Executive Summary: Consultants sometimes carry a bad rap for what they do. They’re expensive and actual or perceived value is not recognized in their effort. Consider what they do bring to the table that your firm cannot.
What does a management consultant do? At the heart of their duties, management consultants solve business and organizational problems. They advise, without bias, on the current policies and procedures, financial health, controls, and caliber of personnel.
Why should I hire a consultant? In construction, this service can be invaluable to a firm in gauging their present business status and what they are positioned to handle in the future. Three reasons stick out for me in helping a client:
- Subject matter expertise (SME) – many firms exist which do not have SME. These firms may be expert in business, but not in the field you’re in. Consider a firm which specializes in your type of business. So, if you do contracting or anything construction-related (equipment rental, material processing, etc.), find someone who knows its people. And it’s business. The goal is to hire people smarter and better than you with insight, based on experience and/or education.
- Time constraints – most clients have no time for things that do not immediately contribute to the bottom line of the company. In the case of a management consultant, the time it takes to comb through financials, existing controls, and to generate improvements with same, always takes a back seat to daily operations. Even lunch takes a precedent over these items.

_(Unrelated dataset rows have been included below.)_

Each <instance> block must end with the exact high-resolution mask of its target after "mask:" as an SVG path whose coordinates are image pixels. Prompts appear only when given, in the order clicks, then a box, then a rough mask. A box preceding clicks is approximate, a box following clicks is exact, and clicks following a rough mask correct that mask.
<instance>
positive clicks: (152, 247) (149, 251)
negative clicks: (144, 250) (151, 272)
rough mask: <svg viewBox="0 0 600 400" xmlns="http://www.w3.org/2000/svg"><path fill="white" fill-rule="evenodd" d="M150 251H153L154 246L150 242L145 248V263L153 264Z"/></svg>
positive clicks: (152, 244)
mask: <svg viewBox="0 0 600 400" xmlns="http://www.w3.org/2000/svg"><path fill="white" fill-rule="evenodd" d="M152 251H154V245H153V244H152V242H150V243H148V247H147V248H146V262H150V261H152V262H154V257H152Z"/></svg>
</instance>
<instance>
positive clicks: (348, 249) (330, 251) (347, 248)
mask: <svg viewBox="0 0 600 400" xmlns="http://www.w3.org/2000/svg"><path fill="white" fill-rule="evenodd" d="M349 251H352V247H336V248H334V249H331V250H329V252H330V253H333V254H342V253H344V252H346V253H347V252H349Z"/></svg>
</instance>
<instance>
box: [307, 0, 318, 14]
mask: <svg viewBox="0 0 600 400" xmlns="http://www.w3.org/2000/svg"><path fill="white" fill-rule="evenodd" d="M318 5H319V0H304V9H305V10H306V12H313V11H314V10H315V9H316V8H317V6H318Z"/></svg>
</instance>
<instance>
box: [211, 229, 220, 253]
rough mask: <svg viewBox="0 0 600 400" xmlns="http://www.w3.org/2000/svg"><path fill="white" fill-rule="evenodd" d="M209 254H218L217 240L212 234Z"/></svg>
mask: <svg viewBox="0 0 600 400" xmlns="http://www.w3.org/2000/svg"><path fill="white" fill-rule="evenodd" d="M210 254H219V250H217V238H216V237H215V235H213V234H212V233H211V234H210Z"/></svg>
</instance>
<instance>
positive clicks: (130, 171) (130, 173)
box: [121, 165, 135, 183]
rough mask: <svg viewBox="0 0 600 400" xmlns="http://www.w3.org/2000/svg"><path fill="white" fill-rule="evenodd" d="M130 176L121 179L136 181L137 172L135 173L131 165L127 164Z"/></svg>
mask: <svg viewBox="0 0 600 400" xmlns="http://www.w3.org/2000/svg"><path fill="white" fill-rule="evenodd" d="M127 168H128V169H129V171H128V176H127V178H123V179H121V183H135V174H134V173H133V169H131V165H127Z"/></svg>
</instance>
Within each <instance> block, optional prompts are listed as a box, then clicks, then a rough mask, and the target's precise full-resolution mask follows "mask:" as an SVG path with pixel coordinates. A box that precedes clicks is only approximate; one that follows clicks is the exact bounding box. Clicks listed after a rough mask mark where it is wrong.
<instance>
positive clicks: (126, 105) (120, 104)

- Third party effect – an outside consultant provides a third-party opinion. He or she can get into your business and provide unbiased analysis and advice because, in a good way, they don’t care. They care about improving your business which is what you want, but they don’t care about hurting feelings.
Buy a scapegoat. A bonus additional service a consultant can provide is a scapegoat for executive management. It is a convenient truth that the executive can affect change by hiring a consultant to publish conclusions that he or she may already know but cannot communicate efficiently without angering the staff at all levels. This decision doesn’t make an executive weak, it is simply an alternate method of message delivery.
My story. I’ve discussed possible consulting projects with generalists and subject matter experts. I much prefer the specialized service providers – the ones that know my business. If nothing else, it makes me feel more comfortable when they arrive on site and talk right, are dressed right and can approach my people with an immediate sense of equality and mutual understanding.
I once had a consultant who was advising me on severance packages and recommended that when dismissing folks, it was best to do it with a guaranteed six-month salary. That may have worked in the venture capital funded industry they dealt with regularly, but in the cash-strapped industry of general contracting, this was the last thing I would ever do, or could ever do!
Find someone who speaks your language.